Apesar de o valor total de 13ºs pagos ter crescido cerca de 7% em relação ao ano passado, o trabalhador ainda continua perdendo para a inflação, que, segundo o Dieese, deve fechar o ano em 11%. O economista do Dieese, Cid Cordeiro, afirma que cerca de 50% do abono que o trabalhador vai receber a partir do dia 28 de novembro devem ir para o pagamento de dívidas. Do restante, de 20% a 30% devem ser destinados ao consumo e o restante a aplicações e lazer. ''Essa parcela grande para as dívidas é por causa da queda na renda dos trabalhadores este ano'', explica. Em 2002, calcula-se que por volta de 40% do 13º dos paranaenses foram usados para cobrir dívidas.
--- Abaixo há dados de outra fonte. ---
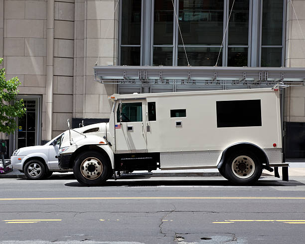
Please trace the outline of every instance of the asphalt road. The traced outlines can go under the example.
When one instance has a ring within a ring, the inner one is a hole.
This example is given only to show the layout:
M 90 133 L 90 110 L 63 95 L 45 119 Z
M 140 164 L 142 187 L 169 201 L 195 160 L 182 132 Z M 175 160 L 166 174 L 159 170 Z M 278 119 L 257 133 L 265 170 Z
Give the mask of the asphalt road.
M 151 177 L 84 187 L 73 178 L 0 179 L 0 243 L 299 244 L 305 177 L 255 186 Z

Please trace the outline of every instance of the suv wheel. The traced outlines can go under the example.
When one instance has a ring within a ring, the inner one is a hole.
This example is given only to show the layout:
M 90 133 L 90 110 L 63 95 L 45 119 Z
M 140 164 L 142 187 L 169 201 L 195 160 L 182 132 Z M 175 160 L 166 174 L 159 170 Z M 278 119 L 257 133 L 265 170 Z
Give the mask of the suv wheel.
M 40 161 L 32 159 L 25 164 L 24 172 L 29 180 L 41 180 L 45 176 L 45 168 Z

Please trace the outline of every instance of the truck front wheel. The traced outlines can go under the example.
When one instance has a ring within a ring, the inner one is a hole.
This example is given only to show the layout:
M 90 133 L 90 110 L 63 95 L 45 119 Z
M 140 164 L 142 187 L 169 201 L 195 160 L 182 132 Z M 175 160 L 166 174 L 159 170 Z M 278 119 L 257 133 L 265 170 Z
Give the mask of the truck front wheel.
M 225 170 L 228 180 L 240 185 L 256 183 L 263 168 L 259 158 L 250 151 L 235 152 L 226 160 Z
M 76 157 L 73 166 L 75 178 L 88 186 L 102 185 L 111 170 L 108 159 L 95 151 L 84 152 Z

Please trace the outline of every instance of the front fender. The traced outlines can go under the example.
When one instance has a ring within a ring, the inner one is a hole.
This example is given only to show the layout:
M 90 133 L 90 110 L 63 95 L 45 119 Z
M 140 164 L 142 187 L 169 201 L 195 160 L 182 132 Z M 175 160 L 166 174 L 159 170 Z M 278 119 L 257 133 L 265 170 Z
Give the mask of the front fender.
M 98 145 L 98 146 L 101 148 L 104 151 L 105 151 L 107 154 L 107 155 L 109 157 L 109 158 L 110 159 L 110 162 L 111 163 L 111 167 L 112 167 L 112 169 L 114 169 L 114 154 L 110 146 L 109 145 L 105 145 L 104 146 L 99 145 Z

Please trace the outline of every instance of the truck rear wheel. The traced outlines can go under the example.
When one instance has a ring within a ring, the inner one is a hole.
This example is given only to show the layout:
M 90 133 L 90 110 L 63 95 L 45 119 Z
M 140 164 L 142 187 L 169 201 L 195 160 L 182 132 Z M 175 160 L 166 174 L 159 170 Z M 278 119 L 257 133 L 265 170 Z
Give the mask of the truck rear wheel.
M 95 151 L 84 152 L 76 157 L 73 166 L 75 178 L 88 186 L 102 185 L 111 170 L 109 160 Z
M 256 183 L 262 175 L 263 168 L 255 154 L 242 151 L 235 152 L 227 158 L 224 170 L 230 181 L 245 185 Z

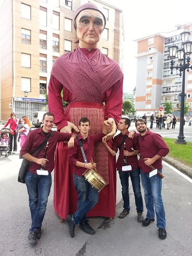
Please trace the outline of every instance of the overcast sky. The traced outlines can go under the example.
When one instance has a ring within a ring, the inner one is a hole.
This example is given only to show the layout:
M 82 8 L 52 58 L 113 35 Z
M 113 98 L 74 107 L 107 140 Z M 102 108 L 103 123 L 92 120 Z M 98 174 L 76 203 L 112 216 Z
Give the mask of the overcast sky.
M 154 33 L 175 30 L 176 25 L 192 22 L 192 2 L 189 0 L 103 2 L 123 10 L 126 45 L 124 92 L 132 94 L 136 86 L 137 64 L 134 57 L 137 54 L 137 43 L 134 41 Z

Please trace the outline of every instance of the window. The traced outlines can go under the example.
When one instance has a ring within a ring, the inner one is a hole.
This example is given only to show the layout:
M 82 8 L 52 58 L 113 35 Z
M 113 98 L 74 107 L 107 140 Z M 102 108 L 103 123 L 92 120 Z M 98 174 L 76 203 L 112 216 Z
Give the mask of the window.
M 153 54 L 148 56 L 147 64 L 151 64 L 151 61 L 153 60 Z
M 54 0 L 53 1 L 53 5 L 56 6 L 57 7 L 59 7 L 59 0 Z
M 21 77 L 21 91 L 31 91 L 31 78 Z
M 46 55 L 40 53 L 39 60 L 39 71 L 40 72 L 46 72 Z
M 65 40 L 64 46 L 65 52 L 70 52 L 71 51 L 71 41 L 69 40 Z
M 21 42 L 31 43 L 31 30 L 21 28 Z
M 39 47 L 46 49 L 46 31 L 40 29 L 39 34 Z
M 46 8 L 42 6 L 40 7 L 39 25 L 46 27 Z
M 102 53 L 103 54 L 105 54 L 106 56 L 108 56 L 108 49 L 107 48 L 104 48 L 104 47 L 102 47 Z
M 31 55 L 21 53 L 21 67 L 31 67 Z
M 59 29 L 59 13 L 53 10 L 52 28 L 58 30 Z
M 46 77 L 40 76 L 39 78 L 39 94 L 46 94 Z
M 148 79 L 147 80 L 147 85 L 152 85 L 152 79 Z
M 53 65 L 54 63 L 55 62 L 55 60 L 56 60 L 56 59 L 57 59 L 57 58 L 58 58 L 58 57 L 57 57 L 57 56 L 53 56 L 53 57 L 52 57 L 52 59 L 53 59 L 53 61 L 52 61 L 52 63 L 53 63 Z
M 151 94 L 152 88 L 147 88 L 147 94 Z
M 148 50 L 149 51 L 154 51 L 154 46 L 151 46 L 151 47 L 149 47 L 148 48 Z
M 59 52 L 59 35 L 57 34 L 53 34 L 53 41 L 52 41 L 52 45 L 53 45 L 53 52 Z
M 72 20 L 65 18 L 65 30 L 72 31 Z
M 109 20 L 109 10 L 108 9 L 106 9 L 106 8 L 103 8 L 103 14 L 104 15 L 106 20 Z
M 154 37 L 149 38 L 148 39 L 148 44 L 151 44 L 152 43 L 154 43 Z
M 108 33 L 109 29 L 107 28 L 104 28 L 102 33 L 102 39 L 104 40 L 108 40 Z
M 67 9 L 71 9 L 72 3 L 71 1 L 65 0 L 65 7 L 68 7 Z
M 30 5 L 21 4 L 21 18 L 26 19 L 31 19 L 31 6 Z

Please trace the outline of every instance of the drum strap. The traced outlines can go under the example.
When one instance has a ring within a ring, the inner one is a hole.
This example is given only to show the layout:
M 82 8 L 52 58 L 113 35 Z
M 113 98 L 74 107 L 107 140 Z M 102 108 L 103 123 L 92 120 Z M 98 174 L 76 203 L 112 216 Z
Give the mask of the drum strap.
M 78 136 L 77 136 L 76 138 L 77 139 L 78 143 L 79 143 L 79 145 L 80 146 L 80 147 L 81 148 L 81 152 L 82 154 L 82 156 L 83 157 L 83 158 L 84 158 L 84 162 L 85 162 L 85 164 L 88 164 L 88 161 L 87 160 L 86 157 L 86 154 L 85 154 L 84 150 L 83 150 L 83 148 L 82 147 L 82 141 L 81 141 L 81 139 L 79 139 L 79 137 Z

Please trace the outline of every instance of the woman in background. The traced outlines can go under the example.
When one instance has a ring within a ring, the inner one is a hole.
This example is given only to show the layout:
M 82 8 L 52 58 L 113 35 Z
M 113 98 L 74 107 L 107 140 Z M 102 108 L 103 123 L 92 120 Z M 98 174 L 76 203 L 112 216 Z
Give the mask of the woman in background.
M 21 138 L 21 143 L 20 144 L 20 146 L 21 147 L 21 149 L 22 148 L 22 145 L 27 138 L 27 136 L 29 133 L 29 131 L 31 130 L 31 124 L 29 121 L 28 117 L 27 115 L 24 115 L 22 117 L 22 120 L 23 121 L 23 124 L 24 124 L 23 126 L 19 129 L 18 131 L 18 133 L 20 134 L 20 138 Z M 23 133 L 23 131 L 25 131 L 25 134 Z M 26 136 L 27 134 L 27 136 Z
M 10 118 L 8 119 L 7 123 L 5 124 L 4 127 L 4 128 L 5 128 L 9 124 L 9 129 L 11 132 L 11 134 L 10 134 L 9 150 L 10 152 L 12 152 L 13 142 L 14 141 L 13 154 L 15 154 L 15 152 L 17 150 L 17 133 L 16 132 L 17 124 L 18 120 L 16 119 L 16 115 L 15 113 L 13 112 L 10 113 Z

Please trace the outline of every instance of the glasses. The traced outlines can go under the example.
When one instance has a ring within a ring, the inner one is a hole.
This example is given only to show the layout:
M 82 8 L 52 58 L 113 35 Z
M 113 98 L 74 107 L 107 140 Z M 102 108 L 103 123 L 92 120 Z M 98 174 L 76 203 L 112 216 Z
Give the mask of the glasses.
M 143 124 L 145 124 L 144 122 L 141 122 L 141 123 L 139 123 L 137 124 L 137 126 L 140 126 L 140 125 L 143 125 Z

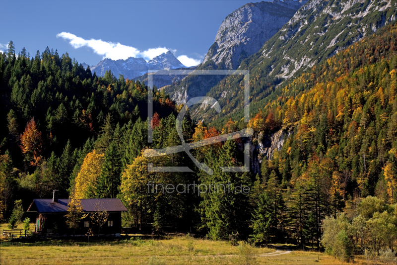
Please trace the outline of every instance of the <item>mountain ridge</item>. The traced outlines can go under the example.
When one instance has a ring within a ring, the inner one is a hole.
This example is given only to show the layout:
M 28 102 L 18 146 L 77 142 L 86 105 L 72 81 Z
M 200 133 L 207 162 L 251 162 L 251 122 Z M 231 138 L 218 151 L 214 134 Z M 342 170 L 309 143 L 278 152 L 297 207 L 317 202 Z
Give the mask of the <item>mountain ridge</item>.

Do total de rendimentos do 13º no Estado, 64% provêm dos trabalhadores formais, 20% dos aposentados e pensionistas e 16% dos informais. ''Contabilizamos os trabalhadores informais porque pressupõe-se que os empregadores paguem todas as verbas, não recolhendo apenas os encargos'', comenta Cordeiro. Hoje, no Paraná, são cerca de 1,2 milhão de aposentados e pensionistas que recebem, em média, um salário de R$ 383,19; cerca de 3 milhões de trabalhadores no setor formal, que recebem uma média de R$ 645,23; e 1,15 milhão de trabalhadores informais com salários na média de R$ 325,60.
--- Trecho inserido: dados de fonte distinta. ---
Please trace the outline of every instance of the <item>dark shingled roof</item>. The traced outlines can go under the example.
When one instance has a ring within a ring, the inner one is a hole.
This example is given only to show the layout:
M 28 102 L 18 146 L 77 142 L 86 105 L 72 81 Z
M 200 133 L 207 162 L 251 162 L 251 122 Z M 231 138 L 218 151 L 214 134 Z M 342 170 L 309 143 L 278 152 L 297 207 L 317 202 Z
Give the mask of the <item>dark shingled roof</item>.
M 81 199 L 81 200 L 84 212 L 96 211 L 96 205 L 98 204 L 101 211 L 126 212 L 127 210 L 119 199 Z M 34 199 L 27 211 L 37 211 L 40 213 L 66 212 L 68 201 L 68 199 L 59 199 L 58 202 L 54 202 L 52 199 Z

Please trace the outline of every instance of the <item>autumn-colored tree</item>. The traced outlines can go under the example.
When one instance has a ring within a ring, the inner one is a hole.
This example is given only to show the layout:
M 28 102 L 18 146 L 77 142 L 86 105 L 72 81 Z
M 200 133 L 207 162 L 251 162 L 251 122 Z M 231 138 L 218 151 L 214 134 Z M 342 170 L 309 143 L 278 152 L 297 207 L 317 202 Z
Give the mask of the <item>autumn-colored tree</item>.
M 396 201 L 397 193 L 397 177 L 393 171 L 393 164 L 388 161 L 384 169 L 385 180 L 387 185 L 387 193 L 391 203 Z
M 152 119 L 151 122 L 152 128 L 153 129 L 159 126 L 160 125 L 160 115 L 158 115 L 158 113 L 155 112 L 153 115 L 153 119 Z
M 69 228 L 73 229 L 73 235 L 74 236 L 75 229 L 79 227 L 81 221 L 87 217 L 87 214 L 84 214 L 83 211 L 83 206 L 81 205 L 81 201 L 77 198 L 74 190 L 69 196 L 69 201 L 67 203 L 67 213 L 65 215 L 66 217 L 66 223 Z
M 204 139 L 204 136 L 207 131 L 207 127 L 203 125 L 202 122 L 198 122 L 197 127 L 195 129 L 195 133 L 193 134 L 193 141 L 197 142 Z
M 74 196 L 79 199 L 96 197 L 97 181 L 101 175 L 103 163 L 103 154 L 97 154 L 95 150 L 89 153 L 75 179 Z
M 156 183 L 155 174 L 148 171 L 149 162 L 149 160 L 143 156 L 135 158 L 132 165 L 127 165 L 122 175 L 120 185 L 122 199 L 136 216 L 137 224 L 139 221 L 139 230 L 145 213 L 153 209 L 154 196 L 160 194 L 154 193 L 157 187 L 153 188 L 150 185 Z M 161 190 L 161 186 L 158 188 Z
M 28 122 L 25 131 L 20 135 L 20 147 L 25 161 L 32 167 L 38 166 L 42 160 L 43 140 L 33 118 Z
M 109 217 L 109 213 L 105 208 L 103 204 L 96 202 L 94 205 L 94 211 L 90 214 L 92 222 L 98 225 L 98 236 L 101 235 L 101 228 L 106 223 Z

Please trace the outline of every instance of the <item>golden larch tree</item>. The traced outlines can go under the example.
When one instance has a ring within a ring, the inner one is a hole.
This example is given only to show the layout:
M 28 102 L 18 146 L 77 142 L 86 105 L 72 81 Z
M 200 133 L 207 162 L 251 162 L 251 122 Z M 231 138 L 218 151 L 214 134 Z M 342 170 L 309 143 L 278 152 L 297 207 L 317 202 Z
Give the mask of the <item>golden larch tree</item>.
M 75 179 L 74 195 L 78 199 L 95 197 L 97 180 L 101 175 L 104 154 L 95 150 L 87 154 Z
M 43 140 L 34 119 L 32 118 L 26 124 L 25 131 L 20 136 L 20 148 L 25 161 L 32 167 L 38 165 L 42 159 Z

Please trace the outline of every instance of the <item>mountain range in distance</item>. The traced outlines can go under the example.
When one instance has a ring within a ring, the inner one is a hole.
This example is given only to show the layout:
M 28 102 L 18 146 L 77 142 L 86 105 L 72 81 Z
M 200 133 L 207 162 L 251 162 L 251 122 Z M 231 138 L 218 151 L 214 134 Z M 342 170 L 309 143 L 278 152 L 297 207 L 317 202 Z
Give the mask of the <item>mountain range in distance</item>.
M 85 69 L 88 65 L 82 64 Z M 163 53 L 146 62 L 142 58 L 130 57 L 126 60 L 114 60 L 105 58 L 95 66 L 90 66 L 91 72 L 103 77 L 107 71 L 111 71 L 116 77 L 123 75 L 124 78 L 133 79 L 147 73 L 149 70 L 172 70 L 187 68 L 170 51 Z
Apesar das difuldades financeiras das pessoas, Cordeiro acredita que a melhora que a conjuntura econômica do País está apresentando, como a queda nas taxas de juros, anima os consumidores a fazer compras. ''Foi um ano difícil, mas como há boas expectativas para 2004, o consumidor fica mais suscetível ao clima natalino'', avalia. Mas Cordeiro faz um alerta: quem for parcelar compras deve pesquisar não só preços, mas também as taxas de juros, que hoje variam de 1,5% a 11% ao mês.